We arrived at Holden Pass around 4:30 and set up camp.  The climbers headed for Martin took off shortly after 5:00.

LAW and MN on martin.jpg

Martin definitely lived up to its reputation for being loose and chossy however it was not as bad as advertised.  Martin has two distinct portions, the lower being the trickier route finding and the upper being steeper but more straight forward.  When in doubt, bear right (south) of the ridge!  Like many parties we carried a rope for rappelling however we found we did not need to use it to get safely down the mountain.

We tagged the summit, took in the views for 10 minutes, and then headed back to camp to catch the last bit of daylight.

law descending martin.HEIC

Front row seats of Bonanza from the east!

jeremy and bonanza.HEIC

With Martin behind us, we chose a more leisurely departure from camp Saturday morning to climb Bonanza.  Climbing Bonanza is comprised of four primary components - the steep trail up from camp to the waterfall slabs, the wet waterfall slabs themselves, ascending the Mary Green Glacier, and then the 1,000' class 4 scramble to the summit.

There are clearly a few options for the waterfall slabs that will go however the highest traverse closest to the cliff line appears to be the route generally taken and that is what we took.  With the exception of some wet, downward sloping rock it was straight forward.

As of this writing, the glacier is in great shape with easy navigation around crevasses.  The moat was similarly easy to cross however the rock slabs on immediately after the moat were tougher (good opportunities for a terrain belay here and consider removing crampons).

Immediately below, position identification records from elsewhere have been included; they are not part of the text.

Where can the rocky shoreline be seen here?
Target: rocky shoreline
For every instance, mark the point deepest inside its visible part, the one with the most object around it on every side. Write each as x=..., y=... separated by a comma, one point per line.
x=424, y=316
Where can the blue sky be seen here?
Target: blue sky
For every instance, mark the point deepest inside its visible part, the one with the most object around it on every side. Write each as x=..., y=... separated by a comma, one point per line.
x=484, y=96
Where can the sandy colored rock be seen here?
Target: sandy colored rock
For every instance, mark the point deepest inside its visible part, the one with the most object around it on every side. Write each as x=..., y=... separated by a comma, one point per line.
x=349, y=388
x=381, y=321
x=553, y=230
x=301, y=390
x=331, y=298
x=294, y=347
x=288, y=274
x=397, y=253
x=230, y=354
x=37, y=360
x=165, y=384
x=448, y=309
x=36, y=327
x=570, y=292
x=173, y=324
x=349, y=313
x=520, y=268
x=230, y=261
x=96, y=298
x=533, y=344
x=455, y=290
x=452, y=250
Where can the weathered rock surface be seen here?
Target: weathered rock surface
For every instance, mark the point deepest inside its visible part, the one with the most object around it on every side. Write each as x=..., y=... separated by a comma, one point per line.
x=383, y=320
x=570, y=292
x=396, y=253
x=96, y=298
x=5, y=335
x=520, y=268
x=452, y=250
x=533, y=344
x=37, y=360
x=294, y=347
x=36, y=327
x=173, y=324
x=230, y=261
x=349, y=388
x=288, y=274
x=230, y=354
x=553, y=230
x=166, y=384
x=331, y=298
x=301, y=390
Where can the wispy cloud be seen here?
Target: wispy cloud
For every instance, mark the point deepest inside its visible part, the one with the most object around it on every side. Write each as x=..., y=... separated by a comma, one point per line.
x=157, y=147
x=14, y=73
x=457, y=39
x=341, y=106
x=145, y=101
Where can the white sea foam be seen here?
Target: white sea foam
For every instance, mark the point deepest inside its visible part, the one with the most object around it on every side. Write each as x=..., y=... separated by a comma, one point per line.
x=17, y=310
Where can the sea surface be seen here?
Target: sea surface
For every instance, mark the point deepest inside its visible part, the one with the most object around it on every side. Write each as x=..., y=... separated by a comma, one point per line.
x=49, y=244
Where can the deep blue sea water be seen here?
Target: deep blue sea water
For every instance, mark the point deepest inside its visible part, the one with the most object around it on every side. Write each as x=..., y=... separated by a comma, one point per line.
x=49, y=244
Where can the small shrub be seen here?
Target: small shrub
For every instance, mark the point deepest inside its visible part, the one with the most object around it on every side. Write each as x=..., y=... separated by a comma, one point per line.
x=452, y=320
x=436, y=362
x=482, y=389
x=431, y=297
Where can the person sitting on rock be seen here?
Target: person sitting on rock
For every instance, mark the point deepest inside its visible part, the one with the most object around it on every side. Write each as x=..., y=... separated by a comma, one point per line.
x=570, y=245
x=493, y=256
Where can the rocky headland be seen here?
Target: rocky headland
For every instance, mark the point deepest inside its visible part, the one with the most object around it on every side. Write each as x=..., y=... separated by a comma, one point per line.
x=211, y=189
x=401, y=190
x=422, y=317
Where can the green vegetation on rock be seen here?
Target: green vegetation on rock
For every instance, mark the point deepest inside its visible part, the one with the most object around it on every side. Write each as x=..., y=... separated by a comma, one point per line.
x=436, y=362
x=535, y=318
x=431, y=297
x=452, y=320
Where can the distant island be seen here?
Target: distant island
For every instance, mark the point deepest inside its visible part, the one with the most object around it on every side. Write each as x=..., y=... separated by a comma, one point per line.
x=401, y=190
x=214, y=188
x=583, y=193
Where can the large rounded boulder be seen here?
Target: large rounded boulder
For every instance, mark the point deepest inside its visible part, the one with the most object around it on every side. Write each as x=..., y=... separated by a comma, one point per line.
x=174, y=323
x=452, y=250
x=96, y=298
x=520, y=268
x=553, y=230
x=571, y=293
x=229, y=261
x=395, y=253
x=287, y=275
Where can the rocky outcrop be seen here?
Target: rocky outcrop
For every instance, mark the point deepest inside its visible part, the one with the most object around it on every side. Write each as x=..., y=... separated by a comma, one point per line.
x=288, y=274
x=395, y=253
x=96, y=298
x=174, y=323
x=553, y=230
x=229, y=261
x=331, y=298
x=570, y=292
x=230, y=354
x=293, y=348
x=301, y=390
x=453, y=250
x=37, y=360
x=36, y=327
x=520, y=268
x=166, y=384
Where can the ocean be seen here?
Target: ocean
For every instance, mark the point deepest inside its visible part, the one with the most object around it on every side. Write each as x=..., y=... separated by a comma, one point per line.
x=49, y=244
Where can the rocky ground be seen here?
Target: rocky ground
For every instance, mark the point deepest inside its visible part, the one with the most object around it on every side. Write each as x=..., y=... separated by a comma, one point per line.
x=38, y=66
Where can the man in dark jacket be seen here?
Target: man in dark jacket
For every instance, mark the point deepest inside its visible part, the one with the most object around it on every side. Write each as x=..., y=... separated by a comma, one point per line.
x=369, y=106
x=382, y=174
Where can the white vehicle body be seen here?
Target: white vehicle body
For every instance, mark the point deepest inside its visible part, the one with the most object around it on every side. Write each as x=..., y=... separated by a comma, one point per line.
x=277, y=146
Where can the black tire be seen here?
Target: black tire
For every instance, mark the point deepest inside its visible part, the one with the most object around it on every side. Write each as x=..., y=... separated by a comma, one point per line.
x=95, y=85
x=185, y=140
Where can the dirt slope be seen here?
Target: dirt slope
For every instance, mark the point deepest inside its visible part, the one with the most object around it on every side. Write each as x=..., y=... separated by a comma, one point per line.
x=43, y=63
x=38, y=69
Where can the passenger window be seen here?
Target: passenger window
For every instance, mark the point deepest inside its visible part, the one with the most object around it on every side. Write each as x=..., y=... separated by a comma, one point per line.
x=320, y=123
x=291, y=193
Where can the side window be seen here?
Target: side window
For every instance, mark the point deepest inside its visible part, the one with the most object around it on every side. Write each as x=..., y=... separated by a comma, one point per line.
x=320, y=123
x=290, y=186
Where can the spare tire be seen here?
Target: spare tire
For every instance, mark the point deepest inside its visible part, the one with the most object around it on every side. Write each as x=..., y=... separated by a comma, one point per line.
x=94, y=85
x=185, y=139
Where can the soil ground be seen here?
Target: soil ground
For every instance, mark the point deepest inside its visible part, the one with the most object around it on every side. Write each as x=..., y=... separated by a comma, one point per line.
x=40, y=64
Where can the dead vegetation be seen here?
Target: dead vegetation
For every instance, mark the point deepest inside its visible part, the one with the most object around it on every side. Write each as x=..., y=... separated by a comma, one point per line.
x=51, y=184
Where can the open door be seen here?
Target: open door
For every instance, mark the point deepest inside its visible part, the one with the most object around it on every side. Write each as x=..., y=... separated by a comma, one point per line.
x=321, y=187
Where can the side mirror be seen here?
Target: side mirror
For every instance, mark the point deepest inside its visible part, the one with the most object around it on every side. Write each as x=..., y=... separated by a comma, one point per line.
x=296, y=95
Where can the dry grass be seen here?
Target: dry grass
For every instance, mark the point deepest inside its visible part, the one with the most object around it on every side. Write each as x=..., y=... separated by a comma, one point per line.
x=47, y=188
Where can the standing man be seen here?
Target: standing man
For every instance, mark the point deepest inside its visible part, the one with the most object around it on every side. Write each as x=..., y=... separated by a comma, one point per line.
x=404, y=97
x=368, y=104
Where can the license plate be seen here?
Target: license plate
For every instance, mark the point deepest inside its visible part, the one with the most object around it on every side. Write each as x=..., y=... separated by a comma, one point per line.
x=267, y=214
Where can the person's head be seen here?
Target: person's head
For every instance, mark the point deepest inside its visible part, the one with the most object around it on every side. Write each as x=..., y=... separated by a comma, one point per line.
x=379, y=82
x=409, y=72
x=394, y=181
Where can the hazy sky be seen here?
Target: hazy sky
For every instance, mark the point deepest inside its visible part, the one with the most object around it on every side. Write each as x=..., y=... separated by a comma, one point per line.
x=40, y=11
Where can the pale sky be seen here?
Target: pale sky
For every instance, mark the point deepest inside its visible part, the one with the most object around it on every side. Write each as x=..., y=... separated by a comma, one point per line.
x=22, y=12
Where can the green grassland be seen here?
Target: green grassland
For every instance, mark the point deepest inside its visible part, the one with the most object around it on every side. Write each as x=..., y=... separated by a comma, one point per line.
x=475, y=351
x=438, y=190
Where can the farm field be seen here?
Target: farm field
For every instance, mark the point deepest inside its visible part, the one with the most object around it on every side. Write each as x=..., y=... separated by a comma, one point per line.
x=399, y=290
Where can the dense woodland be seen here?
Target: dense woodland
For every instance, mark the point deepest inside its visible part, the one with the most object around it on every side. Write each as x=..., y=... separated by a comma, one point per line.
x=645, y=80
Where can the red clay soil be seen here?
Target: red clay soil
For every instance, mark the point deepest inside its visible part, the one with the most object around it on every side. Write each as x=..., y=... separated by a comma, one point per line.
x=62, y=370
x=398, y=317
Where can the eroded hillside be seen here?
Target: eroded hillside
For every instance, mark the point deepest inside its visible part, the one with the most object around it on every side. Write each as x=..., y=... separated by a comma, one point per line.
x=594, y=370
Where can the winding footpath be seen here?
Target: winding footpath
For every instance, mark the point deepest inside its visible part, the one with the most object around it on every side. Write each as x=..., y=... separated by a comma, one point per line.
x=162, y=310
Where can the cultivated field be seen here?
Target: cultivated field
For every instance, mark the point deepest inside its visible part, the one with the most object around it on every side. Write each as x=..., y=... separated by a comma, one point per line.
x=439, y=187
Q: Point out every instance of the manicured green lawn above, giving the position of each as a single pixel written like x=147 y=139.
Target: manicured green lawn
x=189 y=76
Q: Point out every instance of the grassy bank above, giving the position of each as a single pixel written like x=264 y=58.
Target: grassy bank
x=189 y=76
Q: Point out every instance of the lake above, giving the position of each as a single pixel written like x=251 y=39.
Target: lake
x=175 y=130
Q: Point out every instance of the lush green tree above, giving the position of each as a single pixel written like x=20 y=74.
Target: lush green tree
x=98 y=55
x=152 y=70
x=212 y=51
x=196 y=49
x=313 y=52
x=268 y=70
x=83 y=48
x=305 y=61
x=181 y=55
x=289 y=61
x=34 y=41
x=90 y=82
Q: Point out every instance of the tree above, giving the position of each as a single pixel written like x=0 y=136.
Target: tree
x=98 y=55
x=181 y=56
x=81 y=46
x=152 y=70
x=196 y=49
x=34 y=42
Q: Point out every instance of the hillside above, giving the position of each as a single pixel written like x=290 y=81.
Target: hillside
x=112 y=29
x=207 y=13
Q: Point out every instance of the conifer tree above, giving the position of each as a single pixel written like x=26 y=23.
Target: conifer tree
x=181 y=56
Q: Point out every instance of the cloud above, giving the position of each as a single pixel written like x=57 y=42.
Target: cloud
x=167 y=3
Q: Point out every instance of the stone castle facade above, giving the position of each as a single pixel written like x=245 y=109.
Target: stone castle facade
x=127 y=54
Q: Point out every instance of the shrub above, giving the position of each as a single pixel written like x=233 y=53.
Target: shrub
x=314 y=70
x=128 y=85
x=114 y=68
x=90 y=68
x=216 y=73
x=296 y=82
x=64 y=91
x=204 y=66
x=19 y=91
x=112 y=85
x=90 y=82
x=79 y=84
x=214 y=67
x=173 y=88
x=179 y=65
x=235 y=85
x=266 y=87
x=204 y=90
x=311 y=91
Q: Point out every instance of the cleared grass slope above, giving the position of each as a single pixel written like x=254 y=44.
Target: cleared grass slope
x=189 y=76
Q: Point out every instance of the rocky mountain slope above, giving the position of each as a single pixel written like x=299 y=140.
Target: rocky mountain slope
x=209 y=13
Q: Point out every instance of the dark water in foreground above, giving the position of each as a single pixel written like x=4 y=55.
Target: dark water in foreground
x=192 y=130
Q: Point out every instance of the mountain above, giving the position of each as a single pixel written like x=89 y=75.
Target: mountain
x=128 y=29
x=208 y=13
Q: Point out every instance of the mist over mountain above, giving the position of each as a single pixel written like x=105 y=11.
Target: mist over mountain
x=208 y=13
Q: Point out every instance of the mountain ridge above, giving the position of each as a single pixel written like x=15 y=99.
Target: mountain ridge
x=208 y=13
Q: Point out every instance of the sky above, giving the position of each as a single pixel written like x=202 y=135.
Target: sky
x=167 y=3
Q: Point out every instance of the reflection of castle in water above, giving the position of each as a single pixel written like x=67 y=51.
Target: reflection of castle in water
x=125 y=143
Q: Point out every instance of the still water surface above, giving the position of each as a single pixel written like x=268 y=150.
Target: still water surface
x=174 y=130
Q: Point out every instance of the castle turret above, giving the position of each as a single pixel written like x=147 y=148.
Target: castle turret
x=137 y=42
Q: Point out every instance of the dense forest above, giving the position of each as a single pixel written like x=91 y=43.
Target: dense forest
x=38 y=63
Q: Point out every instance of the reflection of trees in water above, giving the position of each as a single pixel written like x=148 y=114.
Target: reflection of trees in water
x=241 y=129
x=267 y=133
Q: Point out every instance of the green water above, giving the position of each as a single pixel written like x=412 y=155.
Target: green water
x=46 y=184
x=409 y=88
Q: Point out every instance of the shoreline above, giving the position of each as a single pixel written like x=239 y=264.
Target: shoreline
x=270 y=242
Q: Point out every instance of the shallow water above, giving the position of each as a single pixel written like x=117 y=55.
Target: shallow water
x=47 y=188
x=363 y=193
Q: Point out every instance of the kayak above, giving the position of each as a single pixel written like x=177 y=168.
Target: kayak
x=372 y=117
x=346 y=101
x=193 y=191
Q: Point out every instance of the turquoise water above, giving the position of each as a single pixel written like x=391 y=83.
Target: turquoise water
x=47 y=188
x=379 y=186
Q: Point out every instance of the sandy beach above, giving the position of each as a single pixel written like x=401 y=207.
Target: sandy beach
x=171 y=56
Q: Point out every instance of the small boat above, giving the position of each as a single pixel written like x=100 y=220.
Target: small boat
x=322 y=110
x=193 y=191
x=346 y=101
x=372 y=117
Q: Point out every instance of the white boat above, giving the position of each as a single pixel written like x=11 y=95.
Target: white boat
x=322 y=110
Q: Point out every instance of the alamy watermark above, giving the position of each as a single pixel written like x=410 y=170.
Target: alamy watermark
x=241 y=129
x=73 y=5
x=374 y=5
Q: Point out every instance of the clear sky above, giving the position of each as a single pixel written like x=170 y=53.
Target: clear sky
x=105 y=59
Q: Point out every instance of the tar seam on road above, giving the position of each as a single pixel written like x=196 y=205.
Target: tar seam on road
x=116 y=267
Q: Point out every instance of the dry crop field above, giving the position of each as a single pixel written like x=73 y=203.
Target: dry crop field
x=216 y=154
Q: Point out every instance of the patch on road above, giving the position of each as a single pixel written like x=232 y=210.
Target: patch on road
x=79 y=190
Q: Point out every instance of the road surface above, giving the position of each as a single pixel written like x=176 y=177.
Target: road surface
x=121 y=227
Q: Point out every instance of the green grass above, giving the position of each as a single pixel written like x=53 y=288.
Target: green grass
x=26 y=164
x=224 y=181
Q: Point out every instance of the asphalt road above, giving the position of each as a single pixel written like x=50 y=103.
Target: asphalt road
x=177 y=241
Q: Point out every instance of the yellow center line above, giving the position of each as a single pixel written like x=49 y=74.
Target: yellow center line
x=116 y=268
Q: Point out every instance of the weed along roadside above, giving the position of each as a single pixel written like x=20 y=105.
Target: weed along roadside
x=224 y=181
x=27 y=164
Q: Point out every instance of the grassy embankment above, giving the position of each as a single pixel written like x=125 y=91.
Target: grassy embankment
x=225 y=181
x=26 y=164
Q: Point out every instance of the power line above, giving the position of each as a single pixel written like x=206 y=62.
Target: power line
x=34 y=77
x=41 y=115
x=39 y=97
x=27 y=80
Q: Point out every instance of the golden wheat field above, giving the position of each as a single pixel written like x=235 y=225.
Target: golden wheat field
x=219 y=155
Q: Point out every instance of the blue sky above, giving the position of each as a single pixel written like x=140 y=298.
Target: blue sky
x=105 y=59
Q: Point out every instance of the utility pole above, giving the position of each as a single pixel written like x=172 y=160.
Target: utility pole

From the moat, 1,000' of largely 4th class scrambling gets you to the north to the right of the summit and access to the short summit ridge.

pete scrambling.JPG

summit success.jpg

We enjoyed the summit for an hour and then reversed course to regain the glacier (summit register beta is to ignore the bit of pencil led in the summit register box and instead find the pencil hidden in the spiral binding: )  We used a mix of rappels and downclimbing to get our six person party through the terrain efficiently.  It is loose, rock fall is inevitable, so we spread out or bunched up as appropriate to mitigate that hazard.

We again used a terrain belay to safely belay the downclimb to the moat which we used to put on our crampons and then very quickly descended the glacier.

glacier descent.HEIC

After stopping to filter water at the base of the glacier/top of the waterfall slabs, we descended back to camp at Holden Pass.

That afternoon we packed up and moved camp down to the Holden Campground which we arrived at around 7:30.  Moving camp on night two set us up for breakfast at Holden Village Sunday morning, which should not be missed, and turned day three into a rest day on the day while we reversed bus-ferry-carpool logistics to get home.

Great group, successful summits, awesome views, and fun adventuring!